J’ai créé ce personnage en me fondant sur mes propres expériences, mais je les ai mixées avec celles des autres. Par exemple, j’ai emprunté certains traits aux écrivains que j’ai rencontrés dans le camp, mais je l’ai rendu plus pessimiste sur tout, plus donneur de leçons, plus obtus… de livre en livre, il change. Et j’ai bien sûr intensifié les histoires et les actions, je crois qu’aucun être humain ne peut survivre aux mésaventures qui lui tombent dessus… Il y a un fond d’optimisme dans tout ceci – l’être humain est capable de survivre et de devenir meilleur malgré cette expérience traumatique. Je ne comprends vraiment pas pourquoi des critiques me taxent de misanthropie ou de pessimisme… Ils me reprochent le manque d’amour… C’est ridicule ! Je considère que l’amour qui lie Eugène et Danguole dans Bizarre et Confessions d’un lunatique est aussi grand que celui qui lie Tristan à Iseult, et plus fort et fabuleux que celui de Roméo et Juliette, car il n’y a là-dedans ni violence ni cadavres ! Mais, de toute façon, la plupart des critiques en Russie ont dû mal à interpréter mes livres car je reste un étranger pour elles. Je suis un étranger et, pour ne rien arranger, un étranger d’un petit pays qui fut autrefois une province de la Russie.

Qu’est-ce que Låland ?

Laalland est une île du Danemark, assez ordinaire et pas spécialement éloignée du continent. Il existe un mythe comme quoi elle serait une sorte de paradis scandinave peuplé de discothèques, d’hôtels et de spas, de rave-party et de filles faciles. Je ne sais vraiment pas d’où vient ce mythe et quel esprit dérangé l’a créé, je ne sais vraiment pas… Je me souviens simplement qu’Hanumân et moi, quelque part entre le Zealand et le Jutland, nous avions rencontré un réfugié – un voleur arménien qui avait 15 ans et qui se vantait d’être aussi doué que le personnage du film Le Voleur de Bagdad (réalisé en 1940 par Ludwig Berger) – qui nous a raconté beaucoup d’histoires, et l’une d’entre elles concernait Låland. J’ai immédiatement compris que c’était des foutaises, mais Hanumân a cru le garçon, il a laissé ses délires atteindre son cœur, et la fois suivante, quand nous avons entendu parler de Låland et de ses campings avec des prostituées bon marché d’ex-Union soviétique, Hanumân n’a pas douté une seconde que ce soit réel. Il n’y avait aucun autre moyen de le guérir de ce mythe que de l’emmener là-bas, c’était le seul remède…

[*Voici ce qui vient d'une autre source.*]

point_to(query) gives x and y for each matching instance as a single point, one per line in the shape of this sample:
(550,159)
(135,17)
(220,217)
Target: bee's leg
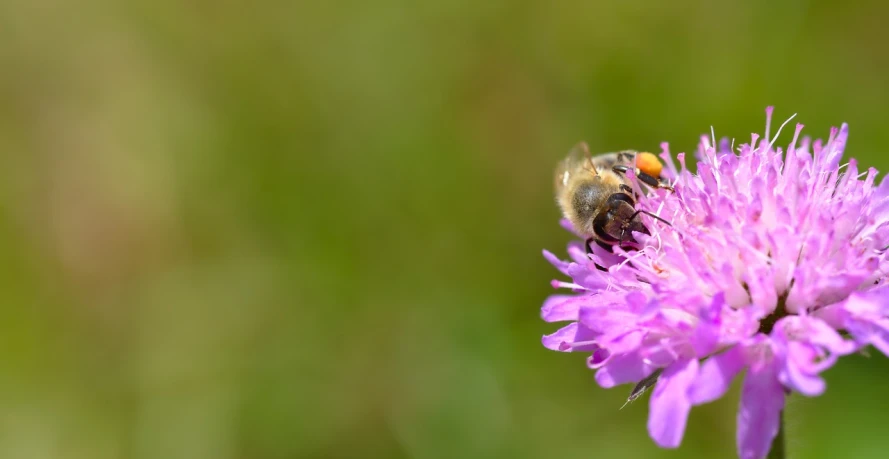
(589,250)
(643,177)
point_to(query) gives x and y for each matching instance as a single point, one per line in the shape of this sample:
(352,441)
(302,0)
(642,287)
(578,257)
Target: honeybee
(594,193)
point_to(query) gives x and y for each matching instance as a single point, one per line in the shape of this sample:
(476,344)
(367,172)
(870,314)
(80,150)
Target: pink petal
(716,375)
(670,404)
(762,399)
(623,369)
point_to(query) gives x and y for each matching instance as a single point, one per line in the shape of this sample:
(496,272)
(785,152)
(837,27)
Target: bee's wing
(571,164)
(616,158)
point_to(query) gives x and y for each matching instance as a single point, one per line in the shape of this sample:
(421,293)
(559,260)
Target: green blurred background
(313,230)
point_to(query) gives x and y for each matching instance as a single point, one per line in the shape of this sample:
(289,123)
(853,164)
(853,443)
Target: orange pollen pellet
(649,163)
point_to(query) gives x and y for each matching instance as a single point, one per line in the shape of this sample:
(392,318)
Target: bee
(595,195)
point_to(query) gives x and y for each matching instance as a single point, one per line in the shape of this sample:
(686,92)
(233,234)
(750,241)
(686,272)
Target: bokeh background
(313,229)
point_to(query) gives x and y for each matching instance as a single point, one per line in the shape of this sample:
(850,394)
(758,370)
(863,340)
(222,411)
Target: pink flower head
(774,262)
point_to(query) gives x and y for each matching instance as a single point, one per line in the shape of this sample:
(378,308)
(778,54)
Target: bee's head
(617,221)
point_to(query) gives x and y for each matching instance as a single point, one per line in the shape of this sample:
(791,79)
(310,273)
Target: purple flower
(775,263)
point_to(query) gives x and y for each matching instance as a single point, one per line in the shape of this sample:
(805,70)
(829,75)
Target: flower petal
(716,375)
(670,404)
(762,399)
(623,369)
(559,308)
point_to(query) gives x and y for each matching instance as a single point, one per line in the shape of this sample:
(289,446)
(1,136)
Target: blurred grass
(314,230)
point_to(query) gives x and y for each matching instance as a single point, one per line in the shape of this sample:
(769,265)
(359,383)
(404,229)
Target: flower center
(768,323)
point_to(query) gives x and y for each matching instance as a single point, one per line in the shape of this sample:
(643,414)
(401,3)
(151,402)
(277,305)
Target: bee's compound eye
(649,164)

Mifune_dogme_III-1Si vous voulez savoir à quoi ressemble Låland, regardez simplement la comédie danoise Mifune’s Last Song, ça se passe là-bas, et il n’y a rien, mais vraiment rien d’extraordinaire sur cette île ! Bien sûr, je l’ai mise dans mon livre. Elle concentre les illusions, les rêves et la façon dont un homme intelligent peut devenir stupide en perdant son énergie à poursuivre des chimères. Ce qui est drôle, c’est que l’automne dernier, quand beaucoup de réfugiés sont arrivés au Danemark, la Croix-Rouge a construit un camp à Låland, et j’ai lu un article danois sur les réfugiés qui ne voulaient pas rester là-bas, ils se plaignaient : on s’ennuie ! … Il n’y a rien à faire ! … C’est un trou ! … La fin de la terre ! … Depuis beaucoup sont partis en Suède : ils sont venus, ils ont vu le camp et ils sont repartis, ils refusaient de rester là ! Vous ne pouvez pas vous imaginer comme j’ai ri : j’ai failli mourir de rire.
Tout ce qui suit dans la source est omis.